I just want to know, if any of you have dealt with something like this. How did you learn to accept that this happened to you, if you ever did? I seriously just need people to tell me they’ve been there before and that it’ll be okay. That would honestly be so comforting and I wouldn’t feel alone. And I know it sounds like I have anger issues, but I just feel like both my parents have mistreated me a lot in the past and I always felt like I had little power over what they did to me. That’s all, thanks for reading if you did.
One day my dad told me that he was letting my mom visit me and, at the time, I didn’t want to talk to her. I told him how I felt, and he said I need to see her anyway. He got defensive of her, and said that my mom was nothing but good to me and that I was in the wrong. I then tried to say something to him, but he interrupted and said, ironically, “don’t interrupt me” I interrupted him and said I didn’t do that, and he was like “there see you just did it again” and it pissed me off so much I banged my fist in his wall and banged on one of his doors. He then told me to get out and I quickly grabbed my phone and charger and he grabbed me and tried to force me out of his house. He then left me to wander the streets. My phone was at 1% and I was having trouble getting reception, so I couldn’t even call my grandparents for help.

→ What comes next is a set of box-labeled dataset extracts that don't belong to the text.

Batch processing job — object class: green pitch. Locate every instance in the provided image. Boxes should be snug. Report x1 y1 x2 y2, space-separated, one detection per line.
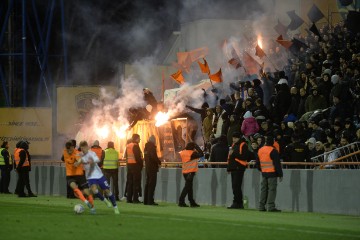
0 194 360 240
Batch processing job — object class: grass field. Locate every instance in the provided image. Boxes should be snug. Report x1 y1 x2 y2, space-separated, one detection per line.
0 194 360 240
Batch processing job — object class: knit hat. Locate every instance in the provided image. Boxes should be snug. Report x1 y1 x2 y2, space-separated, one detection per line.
323 69 331 75
232 132 241 138
278 78 288 85
305 137 316 144
244 111 252 118
149 135 156 143
331 75 339 85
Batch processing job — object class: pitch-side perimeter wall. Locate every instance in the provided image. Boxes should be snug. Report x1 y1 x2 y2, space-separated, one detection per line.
10 166 360 215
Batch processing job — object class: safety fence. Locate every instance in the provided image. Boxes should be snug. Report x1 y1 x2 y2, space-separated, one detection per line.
311 142 360 169
32 142 360 169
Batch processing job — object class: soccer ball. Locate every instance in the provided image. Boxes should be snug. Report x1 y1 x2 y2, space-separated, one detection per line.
74 204 85 214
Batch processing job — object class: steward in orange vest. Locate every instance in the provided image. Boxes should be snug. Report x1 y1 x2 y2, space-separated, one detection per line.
125 134 144 203
179 142 204 207
256 136 283 212
227 132 254 209
14 141 36 197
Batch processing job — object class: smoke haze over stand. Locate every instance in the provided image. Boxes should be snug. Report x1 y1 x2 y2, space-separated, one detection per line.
56 0 304 151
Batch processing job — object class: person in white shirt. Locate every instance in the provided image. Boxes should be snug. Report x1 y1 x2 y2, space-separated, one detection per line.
77 141 120 214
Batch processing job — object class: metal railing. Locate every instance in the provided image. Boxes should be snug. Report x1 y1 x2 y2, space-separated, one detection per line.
31 142 360 169
311 142 360 169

I was wandering the street for hours. I was crying, my feet ached, and was wondering what was next for my life, as well as where I was going to sleep that night. I seriously thought that I would be homeless for the rest of my life. I thought it was over. But somehow my parents found me (I still don’t know how that happened) and they took me to a halfway house-type place (I don’t know what they’re actually called) Nowadays I’m living with my mom again, but the trauma still haunts me. I know I may have technically never been homeless, but the fact that I seriously thought I would be is still giving me shivers to this day.
I also have OCD, and I’m trying to not acknowledge this incident as much as possible. If I ever mention it I consider the day I mentioned it a day I can’t acknowledge in the future. My brain is telling me to do this. I also can’t look at people when talking to them because a part of their hair might have grown on a day I can’t acknowledge and that would be connected to my trauma. I literally just want my life to be normal again and not have to think about this so much.
I just want to know, if any of you have dealt with something like this. How did you learn to accept that this happened to you, if you ever did? I seriously just need people to tell me they’ve been there before and that it’ll be okay. That would honestly be so comforting and I wouldn’t feel alone. And I know it sounds like I have anger issues, but I just feel like both my parents have mistreated me a lot in the past and I always felt like I had little power over what they did to me. That’s all, thanks for reading if you did.